Leafcutter ants build elaborate gardens with many chambers. In each chamber, ants farm massive clumps of nearly pure fungus. A special class of tiny worker ants weaves in and out of the fungal garden and removes contaminating fungal “weeds.”
Within these ant gardens is another aggressive fungus, called Escovopsis. If uncontained, this fungus would quickly take over, destroying the colony. To protect the farm, ants release an antibiotic and rub it on the fungus.
However, ants don’t produce these antibiotics directly. They carry bacteria in small crypts in their bodies, and these bacteria produce the antibiotics. The ants apparently feed the bacteria with glands below the crypts. Before this discovery, medical researchers thought they were the first to discover antibiotics!

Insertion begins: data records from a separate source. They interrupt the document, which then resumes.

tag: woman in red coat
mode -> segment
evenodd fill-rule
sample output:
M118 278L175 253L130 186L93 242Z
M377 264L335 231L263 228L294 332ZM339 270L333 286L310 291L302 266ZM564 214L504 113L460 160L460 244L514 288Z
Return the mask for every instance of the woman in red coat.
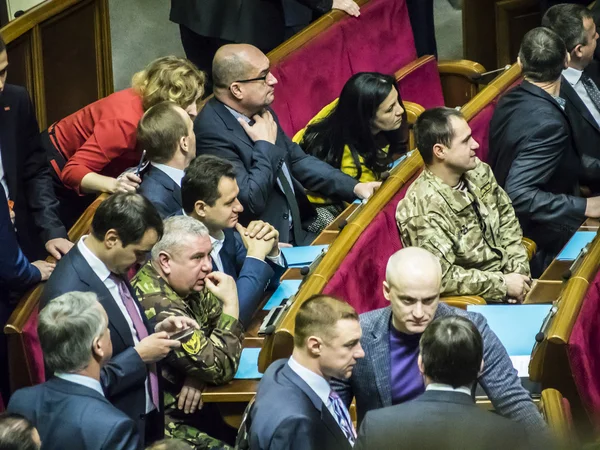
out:
M159 58L133 76L131 88L87 105L42 134L67 227L93 201L95 195L86 194L137 189L138 176L119 175L139 163L136 130L144 111L171 100L193 119L204 82L204 73L187 59Z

This amazing relationship befuddles evolutionary biologists. If Escovopsis has been around for 50 million years, why hasn’t it developed resistance to the bacteria’s antibiotics? After all, many bacteria have already become resistant to the antibiotics that doctors developed 70 years ago.
Escovopsis appears to thrive only in ant colonies. So why would God put it there? Perhaps in the beginning, Escovopsis controlled the growth of the crops to prevent them from invading the forest. If true, fungal-farming ants once participated in a four-way symbiosis (the ants, two kinds of fungi, and one bacterial species!)
Leafcutter ants live in highly organized societies with many different kinds of workers. Each worker has just the right size and equipment to do its job. The largest are the soldiers, which protect the colony. Their large mandibles can slice leather as well as human skin.
Several different-sized workers, called “media,” harvest the leaves. The largest media ants cut the big leaves and pass the pieces to smaller ants, in assembly-line fashion. Another kind of worker tends the white, fluffy fungal gardens. The smallest ant is the gardener, which “weeds” the garden. They can weigh 300 times less than the soldier ants.